Programın düzenlenmesinde görev alan Okulumuz Müzik öğretmeni Ahmet Bahadır Canbaz ve öğrencilerimize emeklerinden dolayı teşekkür ederiz.
İstiklâl Marşı
Güftesi, Anadolu'da Millî Mücadele'nin devam ettiği sırada Mehmet Âkif Ersoy tarafından kaleme alınmış şiirdir. Şairin Kurtuluş Savaşı'nın kazanılacağına olan inancını, Türk askerinin yürekliliğine ve özverisine güvenini, Türk ulusunun bağımsızlığa, Hakk'a, yurduna ve dinine bağlılığını dile getirir.
Şiir, 12 Mart 1921'de Birinci Türkiye Büyük Millet Meclisi tarafından İstiklâl Marşı olarak kabul edilmiştir. Bestesi Osman Zeki Üngör'e aittir. Orkestrasyonu Edgar Manas tarafından yapılmıştır
12 Mart 1921 tarihinde TBMM´de yapılan oylama sonucunda Mehmet Akif´in şiiri, İstiklal Marşı olarak kabul edilmiştir. Mehmet Akif Ersoy, verilen 500 liralık ödülü "Ben bu şiiri para için yazmadım." diyerek Türk ordusuna bağışlamıştır. Mehmet Akif, İstiklal Marşı´nı kitabı Safahat´a niçin koydurmadığı sorulduğunda "O benim değil, milletimindir." cevabını vermiştir.

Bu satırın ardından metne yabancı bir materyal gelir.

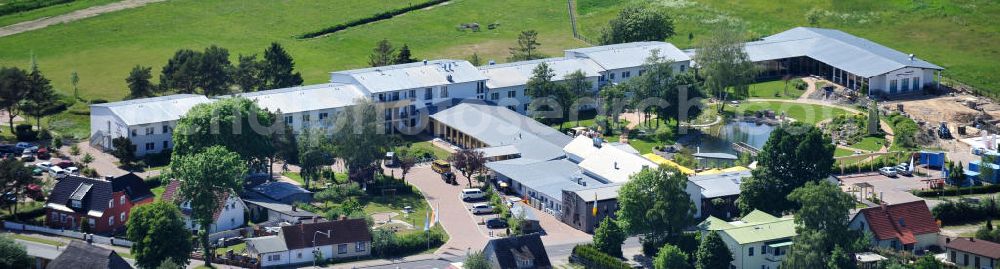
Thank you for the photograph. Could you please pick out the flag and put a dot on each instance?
(595, 204)
(427, 221)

İstiklal Marşı´nın bestelenmesi için yarışma düzenlenmiş, bu yarışmaya 24 besteci katılmıştır. 1924 yılında Ankara´da toplanan seçici kurul, Ali Rıfat ÇAĞATAY´ın bestesini kabul etmiştir. Bu beste 1930 yılına kadar çalındıysa da 1930´da değiştirilerek Cumhurbaşkanlığı Orkestrası Şefi Osman Zeki ÜNGÖR´ün hazırladığı bugünkü beste yürürlüğe konmuştur.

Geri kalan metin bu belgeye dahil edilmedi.